LENS 12: Anti-Pattern Gallery
"What looks right but leads nowhere?"

This lens catalogues seven recurring mistakes in VLM-primary hybrid navigation — patterns that feel correct when first encountered and become costly only after the system has been running for a while.

---

ANTI-PATTERN 1: More frames equals better navigation.

The wrong approach is to run the same goal-tracking question — "Where is the goal?" — on every frame at 54 to 58 hertz. This feels like maximum attentiveness. The model is never idle. It ships as the obvious first implementation in session 79.

The hidden cost: one task monopolises every frame. The robot is blind to room context, obstacle class, and place memory. At 58 hertz, consecutive frames differ by less than 1.7 centimetres of robot travel. The 58th answer contains almost no new information the first answer didn't already contain.

The correct pattern: rotate four different tasks across the same 58-hertz budget. Goal tracking at 29 hertz. Scene classification at 10 hertz. Obstacle description at 10 hertz. Embedding extraction for place recognition at 10 hertz. Each task gets the model's full attention on its dedicated frame. EMA smoothing with alpha 0.3 filters single-frame hallucinations across the goal-tracking frames. This is a one-line change in NavController's run loop. Same throughput, four times richer perception.

---

ANTI-PATTERN 2: An end-to-end neural planner is more elegant.

Tesla FSD version 12 replaced 300,000 lines of C++ with a single neural network. The papers on RT-2, OpenVLA, and pi-zero report impressive numbers. The natural conclusion for Annie is a custom vision-language-action model trained end to end.

The flaw: Tesla trained on millions of miles of driving. RT-2 required millions of robot demonstrations. Annie has one robot. End-to-end neural planners require fleet-scale data that does not exist at this project's scale.

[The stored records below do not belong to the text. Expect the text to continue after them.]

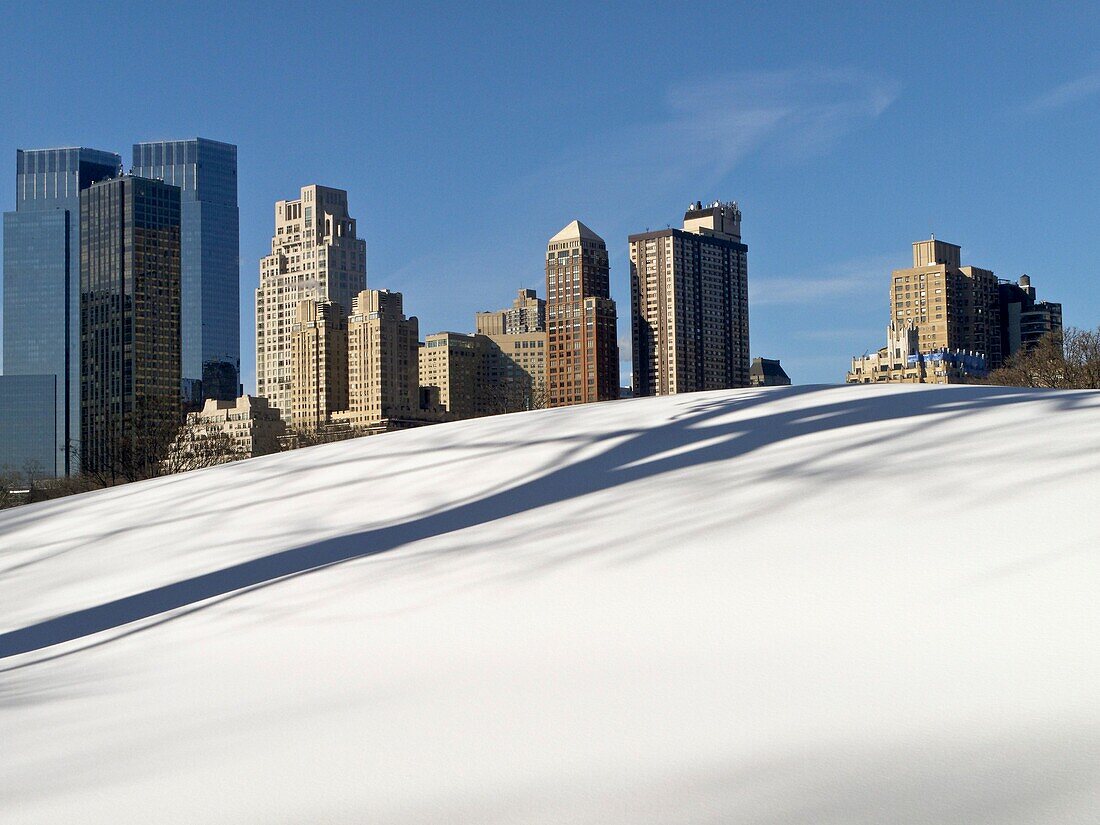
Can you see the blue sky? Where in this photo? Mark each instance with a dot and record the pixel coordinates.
(466, 135)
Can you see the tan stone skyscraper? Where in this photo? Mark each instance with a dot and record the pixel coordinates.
(519, 334)
(690, 304)
(582, 358)
(319, 355)
(953, 307)
(945, 322)
(383, 361)
(527, 314)
(315, 255)
(463, 367)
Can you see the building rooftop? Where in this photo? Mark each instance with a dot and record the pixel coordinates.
(575, 230)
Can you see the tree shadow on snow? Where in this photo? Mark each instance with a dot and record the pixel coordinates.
(699, 435)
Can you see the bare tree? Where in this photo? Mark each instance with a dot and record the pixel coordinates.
(1067, 360)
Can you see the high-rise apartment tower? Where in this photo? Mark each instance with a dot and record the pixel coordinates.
(383, 361)
(316, 255)
(130, 337)
(690, 304)
(206, 173)
(319, 355)
(42, 286)
(582, 356)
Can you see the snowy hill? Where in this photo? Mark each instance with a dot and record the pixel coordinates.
(809, 604)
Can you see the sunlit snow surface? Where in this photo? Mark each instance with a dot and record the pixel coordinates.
(809, 604)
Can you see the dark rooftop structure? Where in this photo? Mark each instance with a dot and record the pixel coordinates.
(768, 373)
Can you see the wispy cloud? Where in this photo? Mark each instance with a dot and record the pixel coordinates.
(711, 125)
(838, 281)
(1065, 94)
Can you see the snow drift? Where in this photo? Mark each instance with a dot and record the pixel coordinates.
(807, 604)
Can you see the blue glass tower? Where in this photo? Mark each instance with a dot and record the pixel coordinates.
(206, 173)
(42, 277)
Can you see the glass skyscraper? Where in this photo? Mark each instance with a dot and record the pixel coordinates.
(130, 315)
(42, 278)
(206, 173)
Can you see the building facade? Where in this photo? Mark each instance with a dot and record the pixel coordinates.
(582, 347)
(1024, 319)
(945, 322)
(316, 255)
(319, 358)
(462, 367)
(130, 338)
(42, 282)
(205, 172)
(252, 428)
(29, 426)
(527, 314)
(689, 295)
(519, 337)
(383, 363)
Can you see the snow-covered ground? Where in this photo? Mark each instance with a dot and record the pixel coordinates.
(807, 604)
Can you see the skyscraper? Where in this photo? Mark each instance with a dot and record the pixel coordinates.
(316, 255)
(527, 314)
(462, 367)
(945, 322)
(1024, 318)
(383, 361)
(582, 359)
(519, 336)
(319, 352)
(42, 279)
(129, 323)
(206, 173)
(689, 296)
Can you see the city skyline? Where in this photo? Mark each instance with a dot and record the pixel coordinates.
(829, 161)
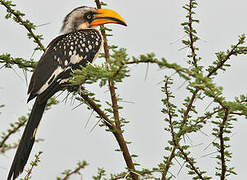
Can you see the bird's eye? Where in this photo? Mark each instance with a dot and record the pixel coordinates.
(89, 16)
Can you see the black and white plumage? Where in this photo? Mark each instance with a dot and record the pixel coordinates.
(79, 44)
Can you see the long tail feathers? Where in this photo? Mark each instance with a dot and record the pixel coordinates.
(27, 139)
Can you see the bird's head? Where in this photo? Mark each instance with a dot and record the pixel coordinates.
(86, 17)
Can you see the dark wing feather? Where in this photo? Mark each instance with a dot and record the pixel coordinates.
(66, 51)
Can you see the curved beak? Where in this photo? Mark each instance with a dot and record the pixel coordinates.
(105, 16)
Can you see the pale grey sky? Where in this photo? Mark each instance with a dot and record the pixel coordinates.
(152, 27)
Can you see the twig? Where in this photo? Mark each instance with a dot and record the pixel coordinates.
(191, 34)
(21, 21)
(33, 164)
(12, 131)
(76, 170)
(118, 134)
(232, 52)
(222, 146)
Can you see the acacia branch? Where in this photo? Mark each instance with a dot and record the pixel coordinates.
(75, 171)
(12, 131)
(118, 134)
(172, 155)
(229, 54)
(191, 35)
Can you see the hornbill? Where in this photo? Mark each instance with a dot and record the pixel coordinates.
(78, 45)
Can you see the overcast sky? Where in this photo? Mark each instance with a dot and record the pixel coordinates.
(153, 26)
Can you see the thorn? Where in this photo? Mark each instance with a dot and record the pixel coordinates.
(89, 119)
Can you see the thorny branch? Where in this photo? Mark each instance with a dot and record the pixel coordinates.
(75, 171)
(222, 146)
(117, 129)
(12, 131)
(191, 35)
(232, 52)
(33, 164)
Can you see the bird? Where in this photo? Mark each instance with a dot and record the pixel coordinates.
(79, 44)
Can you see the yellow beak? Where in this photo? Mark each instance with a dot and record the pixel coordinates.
(105, 16)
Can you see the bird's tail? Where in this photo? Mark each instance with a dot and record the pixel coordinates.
(27, 139)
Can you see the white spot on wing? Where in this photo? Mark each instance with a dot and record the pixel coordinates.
(75, 59)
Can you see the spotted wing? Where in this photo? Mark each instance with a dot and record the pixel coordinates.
(66, 52)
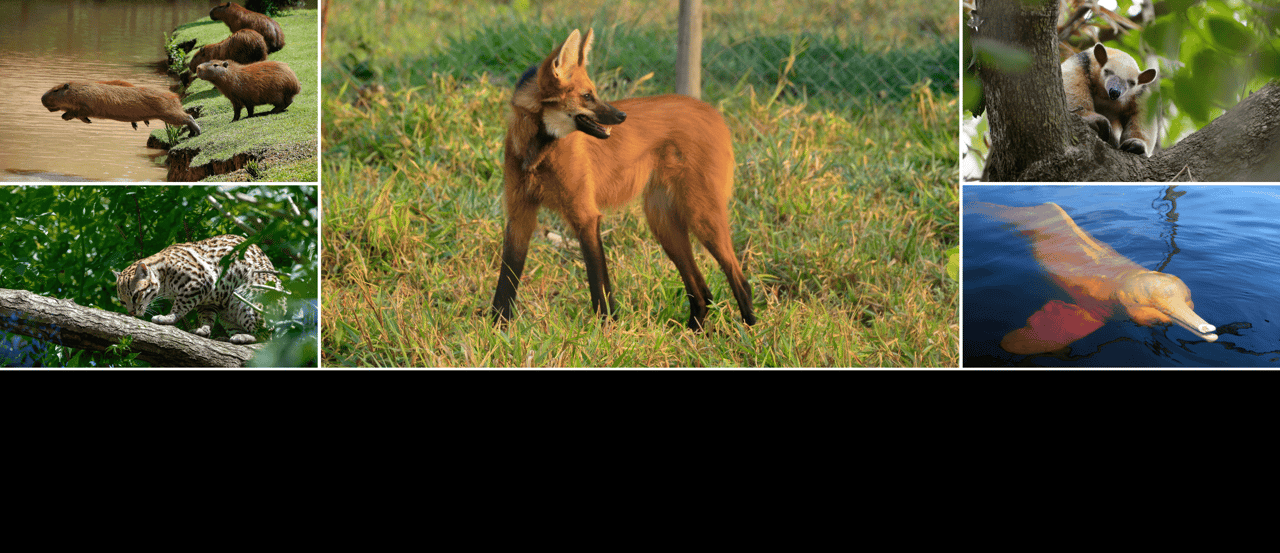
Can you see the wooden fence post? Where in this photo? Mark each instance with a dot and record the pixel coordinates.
(689, 50)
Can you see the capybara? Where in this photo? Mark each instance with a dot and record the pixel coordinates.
(237, 18)
(69, 117)
(250, 85)
(118, 100)
(245, 46)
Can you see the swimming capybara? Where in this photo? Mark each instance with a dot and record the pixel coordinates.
(237, 18)
(118, 100)
(243, 46)
(250, 85)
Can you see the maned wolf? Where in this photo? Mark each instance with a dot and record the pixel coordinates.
(673, 147)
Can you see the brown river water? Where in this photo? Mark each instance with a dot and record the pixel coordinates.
(45, 44)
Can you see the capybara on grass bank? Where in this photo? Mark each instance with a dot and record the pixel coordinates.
(243, 46)
(250, 85)
(118, 100)
(237, 18)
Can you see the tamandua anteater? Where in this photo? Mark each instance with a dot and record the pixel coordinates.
(1105, 87)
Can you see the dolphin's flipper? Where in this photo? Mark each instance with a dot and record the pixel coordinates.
(1052, 328)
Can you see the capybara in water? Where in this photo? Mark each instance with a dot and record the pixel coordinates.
(245, 46)
(237, 18)
(118, 100)
(250, 85)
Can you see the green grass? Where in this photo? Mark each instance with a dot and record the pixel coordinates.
(284, 142)
(842, 210)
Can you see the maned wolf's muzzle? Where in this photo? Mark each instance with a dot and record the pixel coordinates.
(592, 122)
(1115, 87)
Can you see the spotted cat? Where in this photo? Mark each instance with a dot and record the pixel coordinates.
(188, 274)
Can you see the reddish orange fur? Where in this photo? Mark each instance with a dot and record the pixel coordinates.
(673, 149)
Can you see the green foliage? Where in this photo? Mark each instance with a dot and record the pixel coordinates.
(289, 135)
(1217, 53)
(65, 241)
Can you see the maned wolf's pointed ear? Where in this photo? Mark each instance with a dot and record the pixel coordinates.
(567, 58)
(586, 46)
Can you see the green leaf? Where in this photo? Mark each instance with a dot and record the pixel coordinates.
(1230, 35)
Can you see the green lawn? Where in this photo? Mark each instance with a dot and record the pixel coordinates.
(842, 211)
(282, 144)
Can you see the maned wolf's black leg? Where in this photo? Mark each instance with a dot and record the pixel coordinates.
(672, 233)
(597, 272)
(515, 247)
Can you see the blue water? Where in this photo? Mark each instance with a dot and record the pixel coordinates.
(1223, 241)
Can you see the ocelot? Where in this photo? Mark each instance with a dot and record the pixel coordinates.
(188, 274)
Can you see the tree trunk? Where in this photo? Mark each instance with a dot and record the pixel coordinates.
(1020, 100)
(64, 323)
(1034, 138)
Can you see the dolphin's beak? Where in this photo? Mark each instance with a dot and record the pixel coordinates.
(1187, 319)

The correct pattern, validated by OK-Robot at NYU in 2024: pragmatic integration of off-the-shelf components. OK-Robot achieved 58.5 percent pick-and-drop success in real homes using only CLIP, LangSam, and AnyGrasp — entirely off the shelf. Their explicit finding: "What really matters is not fancy models but clean integration." Annie's NavController already follows this principle. The research endorses the existing architecture, not as a stopgap, but as the correct long-term approach.

---

ANTI-PATTERN 3: The VLM sees the world — why run lidar separately?

If the VLM can say "wall ahead" and "chair on the left," it's tempting to cut the lidar pipeline entirely. Fewer moving parts. No RPLIDAR driver, no MessageFilter queue-drop grief. The VLM even catches above-lidar-plane hazards: shelves, hanging objects, table edges.

The failure mode is the glass door problem. A monocular camera cannot distinguish a transparent obstacle from open space. Lidar measures geometry physically — reflected photons. The VLM guesses geometry from learned priors. When the prior is wrong, the robot drives into the obstacle.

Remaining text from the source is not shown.